Chymotrypsinogen is an inactive precursor (zymogen) of chymotrypsin, a digestive enzyme which breaks proteins down into smaller peptides. Chymotrypsinogen is a single polypeptide chain consisting of 245 amino acid residues. It is synthesized in the acinar cells of the pancreas and stored inside membrane-bounded granules at the apex of the acinar cell. Release of the granules from the cell is stimulated by either a hormonal signal or a nerve impulse, and the granules spill into a duct leading into the duodenum.

Activation 
Chymotrypsinogen must be inactive until it gets to the digestive tract. This prevents damage to the pancreas or any other organs. It is activated into its active form by another enzyme called trypsin. This active form is called π-chymotrypsin and is used to create α-chymotrypsin. Trypsin cleaves the peptide bond in chymotrypsinogen between arginine-15 and isoleucine-16. This creates two peptides within the π-chymotrypsin molecule, held together by a disulfide bond. One of the π-chymotrypsins acts on another by breaking a leucine and serine peptide bond.

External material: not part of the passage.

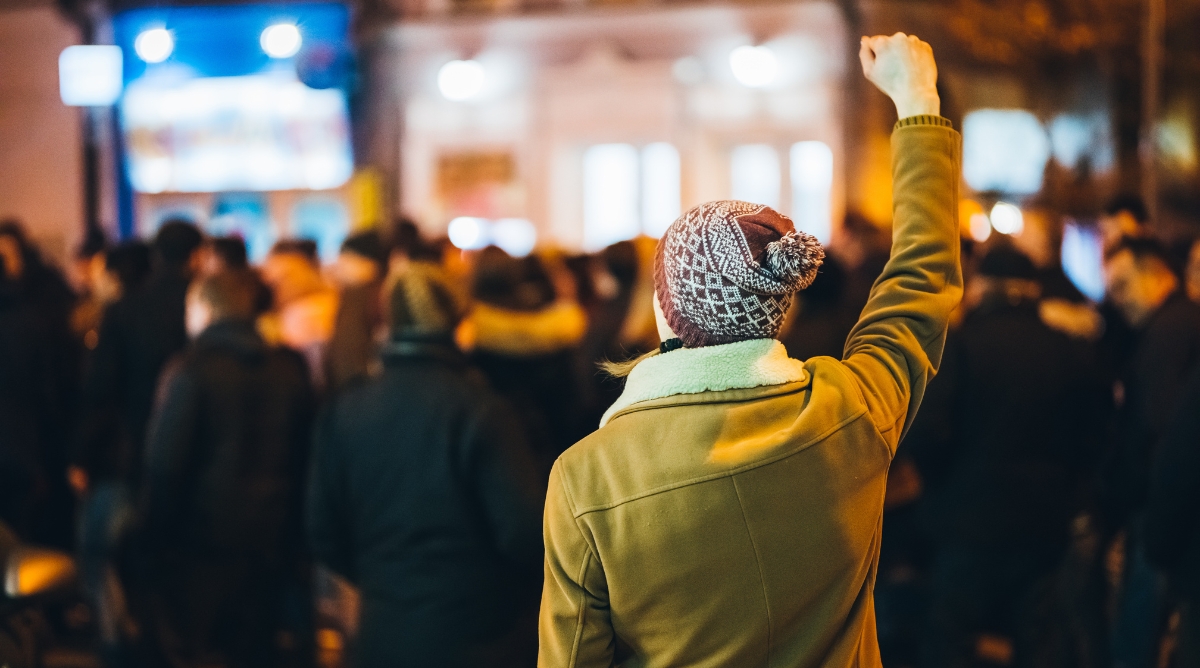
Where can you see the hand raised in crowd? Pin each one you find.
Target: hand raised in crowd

The activated π-chymotrypsin reacts with other π-chymotrypsin molecules to cleave out two dipeptides, which are, serine-14–arginine-15 and threonine-147–asparagine-148.  This reaction yields the α-chymotrypsin. The yield of α-chymotrypsin can be affected by inhibitors such as hydrocinnate and also by pH, temperature and calcium chloride.

The activation process can be studied using fluorescence probe 2-p-toluidinylnaphthalene-6-sulfonate (TNS). TNS forms covalent bonds with chymotrypsinogen and as the bonds break to form chymotrypsin in the presence of trypsin the fluorescence increases.